Inflammation and pain in the joints

By Brandie Umar, Executive Director of ContentLast modified: October 03, 2011


Arthritis is the common name for a group of medical conditions that cause inflammation in the joints. Although there are over 100 types of arthritic conditions, the most diagnosed forms of arthritis are osteoarthritis and rheumatoid arthritis. Gout, a disease commonly associated with excess alcohol consumption, is actually a type of arthritis.



Osteoarthritis, also known as progressive or degenerative arthritis, is a form of arthritis caused by 'wear and tear' of the joints and can develop at any age. Overuse of any joints can cause osteoarthritis to develop.

Degenerative arthritis caused by the cartilage in between joints breaking down, cartilage becomes damaged, there is nothing to protect the bones in the joint and the bones rub together as the joints move. It is the bones connecting with each other instead of being cushioned that causes the arthritic pain. As the bones move against one another, it is sometimes possible to hear a creaking, or cracking sound in the joints.
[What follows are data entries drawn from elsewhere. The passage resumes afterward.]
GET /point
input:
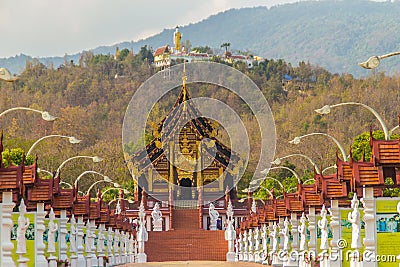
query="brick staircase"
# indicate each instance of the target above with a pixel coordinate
(186, 242)
(185, 219)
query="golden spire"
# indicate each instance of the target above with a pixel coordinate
(184, 79)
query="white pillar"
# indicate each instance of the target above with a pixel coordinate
(100, 244)
(7, 246)
(92, 245)
(281, 251)
(257, 245)
(123, 247)
(336, 252)
(51, 243)
(23, 224)
(312, 244)
(111, 260)
(79, 242)
(62, 243)
(264, 244)
(72, 241)
(241, 247)
(117, 252)
(40, 259)
(230, 234)
(142, 235)
(88, 244)
(293, 258)
(370, 227)
(246, 246)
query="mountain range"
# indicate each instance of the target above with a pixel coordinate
(335, 35)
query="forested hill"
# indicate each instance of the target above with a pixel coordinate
(333, 34)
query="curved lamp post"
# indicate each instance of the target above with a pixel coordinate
(71, 139)
(101, 181)
(45, 115)
(105, 178)
(116, 186)
(115, 199)
(374, 61)
(95, 159)
(327, 109)
(45, 171)
(297, 140)
(330, 167)
(278, 161)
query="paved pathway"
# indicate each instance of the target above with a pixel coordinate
(194, 264)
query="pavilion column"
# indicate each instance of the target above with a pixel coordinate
(368, 202)
(62, 248)
(40, 259)
(336, 252)
(79, 242)
(6, 208)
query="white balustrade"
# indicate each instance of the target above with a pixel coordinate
(23, 224)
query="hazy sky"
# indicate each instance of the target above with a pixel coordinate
(55, 27)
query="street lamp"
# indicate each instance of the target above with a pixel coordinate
(67, 184)
(45, 115)
(330, 167)
(101, 181)
(95, 159)
(278, 161)
(374, 61)
(297, 140)
(327, 109)
(115, 187)
(115, 199)
(71, 139)
(267, 177)
(46, 171)
(106, 178)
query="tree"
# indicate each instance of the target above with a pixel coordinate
(361, 145)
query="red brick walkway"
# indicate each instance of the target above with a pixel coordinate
(194, 264)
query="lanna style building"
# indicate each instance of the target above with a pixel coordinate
(186, 169)
(185, 163)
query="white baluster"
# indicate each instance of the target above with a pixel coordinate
(72, 241)
(62, 222)
(370, 227)
(79, 242)
(51, 242)
(100, 244)
(23, 224)
(336, 252)
(40, 259)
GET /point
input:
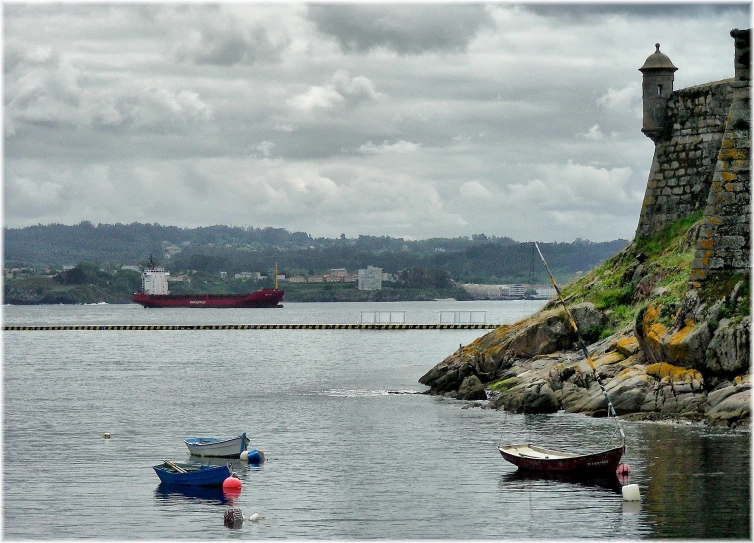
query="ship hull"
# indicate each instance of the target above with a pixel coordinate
(262, 298)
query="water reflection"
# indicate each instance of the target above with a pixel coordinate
(608, 481)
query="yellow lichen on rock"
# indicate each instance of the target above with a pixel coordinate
(627, 346)
(609, 358)
(673, 374)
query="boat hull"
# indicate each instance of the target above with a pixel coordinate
(223, 448)
(530, 457)
(262, 298)
(196, 475)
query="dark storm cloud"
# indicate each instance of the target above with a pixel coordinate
(406, 29)
(225, 40)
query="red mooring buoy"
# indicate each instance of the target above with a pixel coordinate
(231, 482)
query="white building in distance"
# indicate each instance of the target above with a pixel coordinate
(370, 278)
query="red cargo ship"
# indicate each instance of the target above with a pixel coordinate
(154, 293)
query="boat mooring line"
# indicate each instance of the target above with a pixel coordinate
(371, 326)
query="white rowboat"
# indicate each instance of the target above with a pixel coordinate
(210, 446)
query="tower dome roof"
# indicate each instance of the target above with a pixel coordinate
(658, 61)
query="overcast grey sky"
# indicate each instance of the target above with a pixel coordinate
(414, 121)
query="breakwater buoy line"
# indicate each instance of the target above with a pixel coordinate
(370, 326)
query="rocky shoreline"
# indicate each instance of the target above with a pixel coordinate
(696, 370)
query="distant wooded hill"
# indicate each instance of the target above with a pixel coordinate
(479, 259)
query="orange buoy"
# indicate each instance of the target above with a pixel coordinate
(231, 482)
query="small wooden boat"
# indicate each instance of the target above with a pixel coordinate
(210, 446)
(531, 457)
(173, 473)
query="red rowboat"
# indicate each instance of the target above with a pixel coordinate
(538, 458)
(267, 297)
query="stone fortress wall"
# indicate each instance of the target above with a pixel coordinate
(702, 161)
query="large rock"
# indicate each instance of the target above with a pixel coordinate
(546, 335)
(731, 405)
(589, 320)
(687, 347)
(729, 350)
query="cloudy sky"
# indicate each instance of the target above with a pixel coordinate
(413, 121)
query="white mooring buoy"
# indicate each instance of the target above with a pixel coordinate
(631, 493)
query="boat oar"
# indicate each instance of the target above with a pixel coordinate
(175, 466)
(582, 345)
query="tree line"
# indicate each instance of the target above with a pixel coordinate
(210, 250)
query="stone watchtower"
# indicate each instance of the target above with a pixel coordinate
(657, 86)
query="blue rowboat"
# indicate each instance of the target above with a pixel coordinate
(210, 446)
(173, 473)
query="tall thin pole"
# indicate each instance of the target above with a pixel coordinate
(582, 345)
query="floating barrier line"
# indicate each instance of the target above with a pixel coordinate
(372, 326)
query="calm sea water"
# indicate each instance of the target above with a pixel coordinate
(354, 452)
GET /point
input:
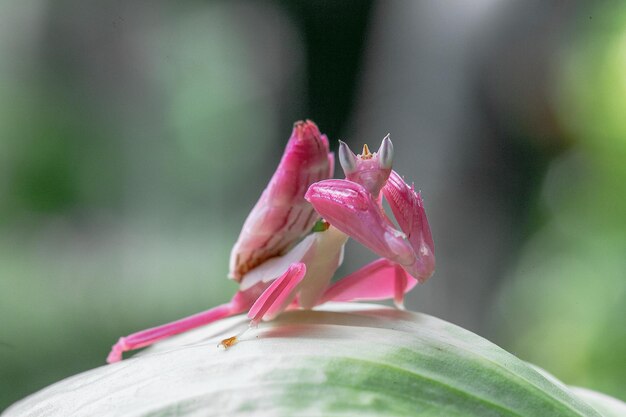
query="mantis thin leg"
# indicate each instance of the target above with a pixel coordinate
(274, 300)
(379, 280)
(144, 338)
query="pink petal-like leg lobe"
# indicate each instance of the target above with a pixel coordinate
(378, 280)
(239, 303)
(408, 209)
(352, 209)
(278, 295)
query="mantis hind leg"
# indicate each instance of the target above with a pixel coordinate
(239, 303)
(378, 280)
(274, 300)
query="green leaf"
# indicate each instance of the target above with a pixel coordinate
(345, 360)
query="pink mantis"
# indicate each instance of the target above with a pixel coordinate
(285, 256)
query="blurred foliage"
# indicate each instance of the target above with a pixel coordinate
(565, 306)
(135, 137)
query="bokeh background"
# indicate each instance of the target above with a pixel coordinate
(136, 136)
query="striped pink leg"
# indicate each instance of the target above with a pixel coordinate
(240, 303)
(379, 280)
(274, 300)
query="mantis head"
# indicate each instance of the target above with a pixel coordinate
(371, 170)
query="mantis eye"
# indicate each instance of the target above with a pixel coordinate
(347, 158)
(385, 153)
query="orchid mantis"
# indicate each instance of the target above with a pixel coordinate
(286, 256)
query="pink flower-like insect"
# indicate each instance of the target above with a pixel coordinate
(286, 256)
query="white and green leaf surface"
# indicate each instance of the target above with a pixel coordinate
(345, 360)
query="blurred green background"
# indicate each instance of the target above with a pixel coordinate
(136, 136)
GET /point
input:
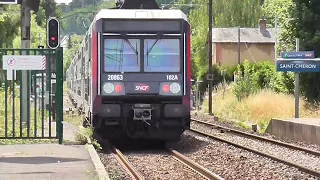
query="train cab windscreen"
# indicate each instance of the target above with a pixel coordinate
(159, 55)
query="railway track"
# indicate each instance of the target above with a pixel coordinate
(134, 173)
(307, 150)
(194, 166)
(311, 171)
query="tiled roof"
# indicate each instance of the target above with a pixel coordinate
(248, 35)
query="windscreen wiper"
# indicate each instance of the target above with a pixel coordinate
(132, 47)
(159, 37)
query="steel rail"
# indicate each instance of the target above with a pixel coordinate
(126, 164)
(307, 150)
(196, 167)
(123, 161)
(301, 168)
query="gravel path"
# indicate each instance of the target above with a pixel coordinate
(160, 165)
(207, 118)
(113, 168)
(298, 157)
(233, 163)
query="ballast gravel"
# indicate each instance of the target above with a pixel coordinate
(298, 157)
(233, 163)
(113, 168)
(210, 119)
(160, 165)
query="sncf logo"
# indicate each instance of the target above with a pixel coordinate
(142, 87)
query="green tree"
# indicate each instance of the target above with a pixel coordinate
(9, 23)
(53, 10)
(281, 9)
(69, 53)
(306, 27)
(38, 35)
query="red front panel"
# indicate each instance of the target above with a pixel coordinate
(186, 98)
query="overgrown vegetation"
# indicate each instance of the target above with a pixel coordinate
(258, 95)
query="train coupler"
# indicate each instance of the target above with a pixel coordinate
(142, 112)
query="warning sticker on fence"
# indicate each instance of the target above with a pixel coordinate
(23, 62)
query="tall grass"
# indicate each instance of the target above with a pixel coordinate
(258, 108)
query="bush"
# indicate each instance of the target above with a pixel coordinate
(259, 107)
(246, 83)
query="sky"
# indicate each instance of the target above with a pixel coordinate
(63, 1)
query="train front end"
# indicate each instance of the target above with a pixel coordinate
(143, 74)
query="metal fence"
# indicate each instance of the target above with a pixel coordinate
(31, 94)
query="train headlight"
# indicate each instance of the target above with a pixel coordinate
(108, 88)
(175, 88)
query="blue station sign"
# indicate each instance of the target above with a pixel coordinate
(298, 55)
(298, 65)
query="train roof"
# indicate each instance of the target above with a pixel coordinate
(140, 14)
Osteoarthritis is not always symptomatic with inflammation - joint pain or loss of movement are more common symptoms of this degenerative joint condition.


Rheumatoid arthritis

Rheumatoid arthritis is the type of arthritis most commonly linked to inflammation in the joints. Rheumatoid arthritis is not caused by overuse of the joints as osteoarthritis. Rheumatoid arthritis is an autoimmune disease, which means the body's immune system attacks cells in the body and destroys the cells - in this case the joints. Rheumatoid arthritis is a chronic disease meaning the symptoms and inflammation worsen over time. Rheumatoid arthritis can cause serious joint problems and immobility that requires orthopedic surgery to correct, however in most cases rheumatoid arthritis can be controlled using anti-inflammatory drugs. 



Gout is a condition caused by an excess of uric acid in the body that causes small crystals of urate (salt) to be deposited in tissue. As these crystals collect in the joints, they cause painful inflammation or gouty arthritis. If gout is untreated, or is not controlled by a change in diet, alcohol intake and moderating blood pressure, larger deposits of urate develop in the joints and cause joint damage that can require total joint replacement surgery. Gout symptoms usually develop first in the toes, although arthritis linked to gout can effect the ankles, elbows, wrists and knees as well as other weight bearing joints.